Università e ospedali del Sud in cima ai costi

Anche nel comparto universitario il divario resta evidente: l’Azienda Ospedaliera “Renato Dulbecco” di Catanzaro registra un costo medio di 727,8 euro per giornata di ricovero, mentre in cima alla graduatoria si collocano Napoli e Palermo, con cifre che superano i 1.300 euro.
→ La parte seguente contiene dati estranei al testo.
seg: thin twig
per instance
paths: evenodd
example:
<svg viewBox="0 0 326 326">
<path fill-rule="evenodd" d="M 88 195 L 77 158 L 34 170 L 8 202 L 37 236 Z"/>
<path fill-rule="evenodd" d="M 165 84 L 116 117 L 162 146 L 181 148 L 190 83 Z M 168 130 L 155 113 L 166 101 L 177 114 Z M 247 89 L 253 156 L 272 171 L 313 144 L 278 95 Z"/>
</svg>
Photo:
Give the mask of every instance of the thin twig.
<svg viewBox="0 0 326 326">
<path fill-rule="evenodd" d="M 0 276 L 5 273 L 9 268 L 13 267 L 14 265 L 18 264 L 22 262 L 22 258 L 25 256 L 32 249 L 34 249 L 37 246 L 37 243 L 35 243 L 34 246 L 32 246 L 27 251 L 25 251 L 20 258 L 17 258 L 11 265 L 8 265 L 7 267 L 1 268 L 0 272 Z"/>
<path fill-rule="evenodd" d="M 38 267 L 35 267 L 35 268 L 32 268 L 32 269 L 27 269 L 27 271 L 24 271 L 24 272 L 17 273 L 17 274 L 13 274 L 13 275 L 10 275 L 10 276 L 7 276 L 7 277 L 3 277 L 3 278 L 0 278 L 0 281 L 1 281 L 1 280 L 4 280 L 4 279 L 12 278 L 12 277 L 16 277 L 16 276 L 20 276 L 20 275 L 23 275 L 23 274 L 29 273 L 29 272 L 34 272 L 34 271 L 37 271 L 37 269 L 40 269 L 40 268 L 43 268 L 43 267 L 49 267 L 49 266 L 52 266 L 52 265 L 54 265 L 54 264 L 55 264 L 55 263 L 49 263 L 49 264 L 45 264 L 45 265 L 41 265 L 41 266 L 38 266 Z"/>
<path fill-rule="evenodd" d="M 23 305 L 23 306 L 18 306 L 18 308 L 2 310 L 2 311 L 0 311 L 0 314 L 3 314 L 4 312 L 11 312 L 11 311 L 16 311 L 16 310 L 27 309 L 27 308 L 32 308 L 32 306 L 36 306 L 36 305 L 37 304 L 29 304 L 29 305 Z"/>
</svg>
Agenas sottolinea che “un valore elevato dell’indicatore rappresenta maggiori costi operativi” e viene dunque valutato in modo negativo.

Le cause e le richieste dei medici ospedalieri

Secondo Pierino Di Silverio, segretario del sindacato Anaao Assomed, i costi più elevati al Sud “sono il risultato di inefficienze organizzative e carenze di personale, più gravi nelle regioni meridionali”. Ma, aggiunge, la causa principale resta “una governance sanitaria che esclude i medici dai processi decisionali”. Il sindacato chiede una revisione del sistema di calcolo dei costi e una maggiore omogeneità negli standard di personale e di spesa tra Nord e Sud, per evitare che la gestione delle aziende ospedaliere “continui a rendere di meno e a costare di più”.